Connecting insulin pumps and continuous glucose monitors (CGM) in an algorithm controlled closed-loop system, provides far better monitoring of glucose and dosing of insulin than conventional, manual treatment methods.
A few systems are on the market, and more are on the way.
Current systems only automate basal insulin dosing. A fully automated system that also dispenses insulin bolus, e.g. at meals, requires the development of faster-acting insulin, the use of glucagon, and better artificial intelligence algorithms.
A major obstacle to adoption of the systems among patients is the difficulties associated with using them. More convenient technology is required.
- Advanced and Dual-Hormone Artificial Pancreas Systems
In artificial pancreas systems, a CGM connected to an insulin pump has taken over the role of beta cells. The CGM constantly measures blood glucose and sends values to an insulin pump.
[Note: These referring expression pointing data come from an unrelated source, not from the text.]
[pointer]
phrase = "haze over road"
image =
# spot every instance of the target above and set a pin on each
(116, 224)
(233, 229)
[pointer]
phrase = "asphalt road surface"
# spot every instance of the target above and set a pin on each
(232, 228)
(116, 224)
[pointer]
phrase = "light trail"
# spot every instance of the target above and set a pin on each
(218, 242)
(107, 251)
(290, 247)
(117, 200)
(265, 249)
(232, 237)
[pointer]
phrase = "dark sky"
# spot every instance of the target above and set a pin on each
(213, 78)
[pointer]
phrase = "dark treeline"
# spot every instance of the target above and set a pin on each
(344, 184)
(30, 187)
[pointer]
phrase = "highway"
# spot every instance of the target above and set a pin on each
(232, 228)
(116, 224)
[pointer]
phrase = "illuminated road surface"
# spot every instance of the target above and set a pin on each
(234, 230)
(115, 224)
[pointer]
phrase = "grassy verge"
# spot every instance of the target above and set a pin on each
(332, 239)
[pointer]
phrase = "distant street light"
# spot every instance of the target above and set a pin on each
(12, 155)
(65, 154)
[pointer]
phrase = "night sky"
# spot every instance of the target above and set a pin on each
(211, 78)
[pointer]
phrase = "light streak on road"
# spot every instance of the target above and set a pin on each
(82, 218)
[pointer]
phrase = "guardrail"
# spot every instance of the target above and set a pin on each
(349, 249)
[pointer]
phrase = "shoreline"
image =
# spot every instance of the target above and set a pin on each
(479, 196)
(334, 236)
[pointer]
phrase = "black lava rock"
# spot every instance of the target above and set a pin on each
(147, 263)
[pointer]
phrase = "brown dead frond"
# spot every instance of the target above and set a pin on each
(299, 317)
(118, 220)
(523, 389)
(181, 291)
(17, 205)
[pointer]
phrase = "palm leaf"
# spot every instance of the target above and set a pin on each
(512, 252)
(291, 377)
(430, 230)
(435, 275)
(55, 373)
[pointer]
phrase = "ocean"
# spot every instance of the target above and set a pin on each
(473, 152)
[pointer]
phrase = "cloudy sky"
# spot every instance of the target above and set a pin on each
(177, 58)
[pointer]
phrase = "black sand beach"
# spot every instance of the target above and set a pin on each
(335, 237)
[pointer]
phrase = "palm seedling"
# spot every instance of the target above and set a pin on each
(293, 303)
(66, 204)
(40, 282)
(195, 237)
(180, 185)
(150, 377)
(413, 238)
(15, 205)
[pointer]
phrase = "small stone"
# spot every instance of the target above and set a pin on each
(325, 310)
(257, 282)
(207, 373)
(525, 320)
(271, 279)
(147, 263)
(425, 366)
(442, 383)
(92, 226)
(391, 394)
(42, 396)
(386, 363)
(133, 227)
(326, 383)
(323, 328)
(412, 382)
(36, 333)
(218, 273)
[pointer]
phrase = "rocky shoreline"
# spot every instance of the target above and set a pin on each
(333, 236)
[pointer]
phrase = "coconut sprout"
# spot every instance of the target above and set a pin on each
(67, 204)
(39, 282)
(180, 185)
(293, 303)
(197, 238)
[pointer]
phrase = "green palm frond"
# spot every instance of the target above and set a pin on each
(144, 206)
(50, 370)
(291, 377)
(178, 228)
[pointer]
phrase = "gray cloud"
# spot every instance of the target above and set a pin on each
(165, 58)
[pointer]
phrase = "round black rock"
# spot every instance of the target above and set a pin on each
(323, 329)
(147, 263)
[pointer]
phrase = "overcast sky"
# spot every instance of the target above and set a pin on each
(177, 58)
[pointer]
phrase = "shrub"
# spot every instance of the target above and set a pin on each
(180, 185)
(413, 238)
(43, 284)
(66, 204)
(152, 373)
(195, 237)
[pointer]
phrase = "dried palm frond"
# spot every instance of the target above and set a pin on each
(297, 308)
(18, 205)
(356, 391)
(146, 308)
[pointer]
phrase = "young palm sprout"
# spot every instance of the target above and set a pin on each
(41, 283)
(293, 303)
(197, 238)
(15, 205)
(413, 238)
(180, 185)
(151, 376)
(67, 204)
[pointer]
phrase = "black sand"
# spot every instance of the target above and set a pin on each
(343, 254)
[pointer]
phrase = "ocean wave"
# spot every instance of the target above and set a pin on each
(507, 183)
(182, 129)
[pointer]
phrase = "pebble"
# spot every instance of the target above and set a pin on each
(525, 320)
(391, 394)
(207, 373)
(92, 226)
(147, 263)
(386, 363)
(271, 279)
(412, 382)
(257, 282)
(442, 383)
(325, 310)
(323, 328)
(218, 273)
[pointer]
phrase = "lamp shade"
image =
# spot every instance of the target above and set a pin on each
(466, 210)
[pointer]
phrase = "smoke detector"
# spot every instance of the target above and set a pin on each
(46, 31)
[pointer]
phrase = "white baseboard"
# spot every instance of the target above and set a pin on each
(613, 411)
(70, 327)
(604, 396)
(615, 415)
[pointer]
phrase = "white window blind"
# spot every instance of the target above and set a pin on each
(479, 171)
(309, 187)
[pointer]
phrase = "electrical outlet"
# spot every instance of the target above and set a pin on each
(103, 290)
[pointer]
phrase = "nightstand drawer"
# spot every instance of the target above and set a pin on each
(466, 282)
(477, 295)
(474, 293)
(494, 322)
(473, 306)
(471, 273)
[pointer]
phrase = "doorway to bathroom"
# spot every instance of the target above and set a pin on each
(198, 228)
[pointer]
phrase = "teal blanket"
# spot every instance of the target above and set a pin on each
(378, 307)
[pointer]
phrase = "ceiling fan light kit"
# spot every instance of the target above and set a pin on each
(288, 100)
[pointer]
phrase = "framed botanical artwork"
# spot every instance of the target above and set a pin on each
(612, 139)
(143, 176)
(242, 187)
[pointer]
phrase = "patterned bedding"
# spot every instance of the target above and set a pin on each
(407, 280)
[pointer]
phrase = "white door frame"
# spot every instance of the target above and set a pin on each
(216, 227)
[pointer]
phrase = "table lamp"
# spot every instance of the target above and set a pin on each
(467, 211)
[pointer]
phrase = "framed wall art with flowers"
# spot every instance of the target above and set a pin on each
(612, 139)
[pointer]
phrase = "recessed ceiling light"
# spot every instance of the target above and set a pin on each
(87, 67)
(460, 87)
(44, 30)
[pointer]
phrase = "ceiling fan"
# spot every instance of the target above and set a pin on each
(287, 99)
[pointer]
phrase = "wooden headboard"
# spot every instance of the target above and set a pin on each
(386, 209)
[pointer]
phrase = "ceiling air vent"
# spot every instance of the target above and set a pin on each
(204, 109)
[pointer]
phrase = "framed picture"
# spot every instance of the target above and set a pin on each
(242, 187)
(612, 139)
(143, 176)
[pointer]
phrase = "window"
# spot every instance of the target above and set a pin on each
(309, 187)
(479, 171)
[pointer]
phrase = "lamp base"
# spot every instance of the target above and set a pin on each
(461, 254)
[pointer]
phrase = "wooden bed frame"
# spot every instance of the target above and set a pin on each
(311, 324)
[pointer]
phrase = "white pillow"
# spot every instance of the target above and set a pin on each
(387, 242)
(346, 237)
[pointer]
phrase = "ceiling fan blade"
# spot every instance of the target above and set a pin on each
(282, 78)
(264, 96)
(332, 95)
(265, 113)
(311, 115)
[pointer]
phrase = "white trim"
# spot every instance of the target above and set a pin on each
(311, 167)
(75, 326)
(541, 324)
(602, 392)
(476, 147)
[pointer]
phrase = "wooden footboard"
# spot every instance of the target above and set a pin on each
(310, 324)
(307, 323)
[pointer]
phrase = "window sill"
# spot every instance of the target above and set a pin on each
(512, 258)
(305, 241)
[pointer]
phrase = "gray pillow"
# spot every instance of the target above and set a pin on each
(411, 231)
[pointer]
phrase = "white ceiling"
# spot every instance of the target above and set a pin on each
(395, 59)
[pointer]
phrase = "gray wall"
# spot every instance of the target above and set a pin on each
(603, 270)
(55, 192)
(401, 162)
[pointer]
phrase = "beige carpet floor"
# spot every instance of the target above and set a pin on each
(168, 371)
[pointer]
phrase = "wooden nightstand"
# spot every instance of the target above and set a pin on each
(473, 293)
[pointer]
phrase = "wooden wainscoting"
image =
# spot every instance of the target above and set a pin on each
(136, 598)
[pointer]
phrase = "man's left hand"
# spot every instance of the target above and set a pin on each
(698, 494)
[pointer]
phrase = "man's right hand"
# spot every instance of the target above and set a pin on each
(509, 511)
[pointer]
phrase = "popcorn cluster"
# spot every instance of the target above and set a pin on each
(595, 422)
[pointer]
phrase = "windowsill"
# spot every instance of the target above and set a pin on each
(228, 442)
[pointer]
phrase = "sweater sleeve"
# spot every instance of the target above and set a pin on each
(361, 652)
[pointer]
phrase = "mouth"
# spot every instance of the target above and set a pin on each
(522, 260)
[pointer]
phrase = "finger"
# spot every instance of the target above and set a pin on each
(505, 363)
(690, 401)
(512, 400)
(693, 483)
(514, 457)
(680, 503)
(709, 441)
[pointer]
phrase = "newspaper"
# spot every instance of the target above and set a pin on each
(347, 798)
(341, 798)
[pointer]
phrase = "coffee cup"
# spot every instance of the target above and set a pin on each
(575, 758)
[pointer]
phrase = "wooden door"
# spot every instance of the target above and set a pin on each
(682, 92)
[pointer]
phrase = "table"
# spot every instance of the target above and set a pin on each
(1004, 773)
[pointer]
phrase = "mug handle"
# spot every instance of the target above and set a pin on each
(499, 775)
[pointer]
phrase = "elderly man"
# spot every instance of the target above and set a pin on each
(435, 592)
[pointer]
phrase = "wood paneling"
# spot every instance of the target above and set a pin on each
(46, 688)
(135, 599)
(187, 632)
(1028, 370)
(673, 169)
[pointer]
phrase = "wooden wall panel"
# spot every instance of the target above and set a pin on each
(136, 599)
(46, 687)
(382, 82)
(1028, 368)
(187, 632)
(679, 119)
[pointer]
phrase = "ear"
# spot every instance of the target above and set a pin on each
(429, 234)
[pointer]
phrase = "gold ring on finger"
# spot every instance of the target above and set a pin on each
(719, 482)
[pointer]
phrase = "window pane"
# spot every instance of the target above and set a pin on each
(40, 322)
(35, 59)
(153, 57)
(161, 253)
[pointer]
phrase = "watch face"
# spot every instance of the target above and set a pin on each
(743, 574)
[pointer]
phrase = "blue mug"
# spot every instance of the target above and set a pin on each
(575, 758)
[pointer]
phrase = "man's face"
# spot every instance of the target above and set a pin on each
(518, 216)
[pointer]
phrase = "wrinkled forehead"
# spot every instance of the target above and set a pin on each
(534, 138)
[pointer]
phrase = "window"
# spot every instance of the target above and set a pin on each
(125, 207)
In the pump, a computer program (algorithm) determines the dosage of insulin.
In more advanced dual-hormone systems, glucagon is added to the system to counteract excessive insulin doses. See the illustration above.
The systems are developed both as patch systems, ie. the pump is mounted directly on the body, and infusion set systems, ie. the pump is carried in, for instance, the pocket and is connected to the body through an infusion set. The algorithm for controlling the system can be built into the pump, the CGM, or externally e.g. on a smartphone.
The efficiency of artificial pancreas systems are limited by the following:
Blood glucose levels from a CGM are not entirely accurate.
A CGM measures blood sugar in the interstitial fluid, just under the skin. There is a delay of 10-15 min. in the value measured here, relative to actual blood sugar.
The fastest acting insulins are not effective until approx. 10 min. after injection.
Current systems all have in common that they only regulate basal insulin dosage. The most advanced systems provide suggestions for bolus dosing e.g. at meals.